Dopo il messaggio del ministero degli Esteri russo su Vkontakte, arrivano le parole del vicepresidente del Consiglio di sicurezza russo. Dmitry Medvedev critica le sanzioni “illegittime” contro i familiari dei politici russi, paragonandole ai metodi mafiosi e citando ‘Ndrangheta e Cosa Nostra.

Medvedev critica le sanzioni

«Sono doppiamente illegali – dice –. Non solo statisti o deputati ma anche le famiglie, che non sono in alcun modo in grado di influenzare i loro parenti, sarebbero responsabili delle mitiche violazioni inventate da loro».

Medvedev cita ‘Ndrangheta e Cosa Nostra

Medvedev aggiunge ironicamente che l’Occidente potrebbe abbracciare «anche altre regole familiari progressiste: per esempio, ci sono molte cose utili nei modi della ‘Ndrangheta e di Cosa Nostra italiane».

Ricorda il Codice di Hammurabi

«Sembra che l’Occidente abbia deciso di riprodurre le migliori pratiche del passato», ha scritto Medvedev su Telegram, come riporta la Tass, citando non solo i metodi mafiosi: «Si può andare anche più a fondo nella storia. Ricordiamo il Codice di Hammurabi che diceva, come sapete, che se una casa mal costruita crollava e uccideva un figlio del suo proprietario, era lecito uccidere un figlio del costruttore».

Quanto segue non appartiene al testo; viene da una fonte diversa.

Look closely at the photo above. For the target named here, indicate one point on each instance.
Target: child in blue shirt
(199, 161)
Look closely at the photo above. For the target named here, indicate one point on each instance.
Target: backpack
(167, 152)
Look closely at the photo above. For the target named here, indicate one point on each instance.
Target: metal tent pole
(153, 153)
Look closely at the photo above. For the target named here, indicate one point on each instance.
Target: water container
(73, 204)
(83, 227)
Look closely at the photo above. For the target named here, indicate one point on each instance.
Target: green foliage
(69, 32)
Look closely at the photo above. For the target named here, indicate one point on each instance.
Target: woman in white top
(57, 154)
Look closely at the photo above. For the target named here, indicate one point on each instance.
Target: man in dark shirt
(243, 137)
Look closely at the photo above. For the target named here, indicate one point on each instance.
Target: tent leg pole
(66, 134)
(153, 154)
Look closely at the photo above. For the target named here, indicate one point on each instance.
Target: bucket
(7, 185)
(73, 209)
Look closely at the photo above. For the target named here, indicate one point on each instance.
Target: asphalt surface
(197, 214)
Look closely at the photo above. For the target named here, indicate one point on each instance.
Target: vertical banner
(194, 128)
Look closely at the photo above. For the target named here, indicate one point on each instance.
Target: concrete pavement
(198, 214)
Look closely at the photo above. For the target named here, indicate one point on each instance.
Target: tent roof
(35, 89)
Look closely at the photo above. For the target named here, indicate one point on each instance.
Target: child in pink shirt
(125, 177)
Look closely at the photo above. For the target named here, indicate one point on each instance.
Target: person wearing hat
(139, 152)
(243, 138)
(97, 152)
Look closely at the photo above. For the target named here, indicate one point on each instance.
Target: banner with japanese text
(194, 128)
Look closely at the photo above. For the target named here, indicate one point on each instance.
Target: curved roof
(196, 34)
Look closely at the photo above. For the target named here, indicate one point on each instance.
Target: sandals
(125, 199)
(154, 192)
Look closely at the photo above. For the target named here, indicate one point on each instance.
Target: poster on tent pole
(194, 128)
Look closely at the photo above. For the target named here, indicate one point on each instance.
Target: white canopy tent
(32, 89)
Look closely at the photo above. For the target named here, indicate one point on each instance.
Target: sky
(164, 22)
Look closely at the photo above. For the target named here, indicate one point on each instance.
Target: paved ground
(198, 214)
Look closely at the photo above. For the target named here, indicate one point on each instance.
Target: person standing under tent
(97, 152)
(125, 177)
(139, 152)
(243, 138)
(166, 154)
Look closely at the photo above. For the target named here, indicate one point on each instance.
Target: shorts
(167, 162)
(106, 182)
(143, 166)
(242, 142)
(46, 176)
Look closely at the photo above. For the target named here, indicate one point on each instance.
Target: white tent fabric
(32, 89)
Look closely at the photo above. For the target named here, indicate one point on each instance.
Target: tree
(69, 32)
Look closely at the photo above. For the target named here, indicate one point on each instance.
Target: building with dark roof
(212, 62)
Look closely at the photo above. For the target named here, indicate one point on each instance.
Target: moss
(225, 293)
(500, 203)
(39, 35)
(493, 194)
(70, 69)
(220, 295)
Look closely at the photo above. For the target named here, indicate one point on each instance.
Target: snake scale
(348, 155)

Il rifiuto dell’Ucraina di negoziare

Ieri Medvedev ha affermato che il rifiuto dell’Ucraina di negoziare con la Russia riduce le possibilità di una soluzione diplomatica del conflitto e minaccia la sovranità dell’Ucraina. In un’intervista ad Al Jazeera, citata dalla russa Interfax, l’ex presidente russo ha affermato che «l’Ucraina potrebbe perdere ulteriore territorio a causa di ciò che sta accadendo. Il suo rifiuto di accordarsi potrebbe significare la perdita della sua sovranità nazionale».

«Qualche tempo fa l’Ucraina ha espresso il desiderio di concordare su questioni chiave e in una posizione, a nostro avviso, relativamente realistica», ha aggiunto Medvedev. Questa posizione era «riconoscere le realtà: sia realtà territoriali, sia realtà legate alla partecipazione alle organizzazioni internazionali, compresi i blocchi militari», ha spiegato riferendosi all’accettazione dell’annessione della Crimea e occupazione del Donbass e al rifiuto di far parte della Nato perseguendo una politica neutrale.

Sulla sospensione dei colloqui

Inoltre, secondo Medvedev, durante gli incontri delle due delegazioni sul suolo bielorusso, a Istanbul, e online, l’Ucraina avrebbe inizialmente accettato di «condurre una smilitarizzazione parziale e una serie di altre cose importanti». Ma in seguito, secondo il vicepresidente del Consiglio di sicurezza russo, presumibilmente «sotto l’influenza degli appelli che Kiev sente da Washington e Bruxelles», l’Ucraina ha sospeso i colloqui.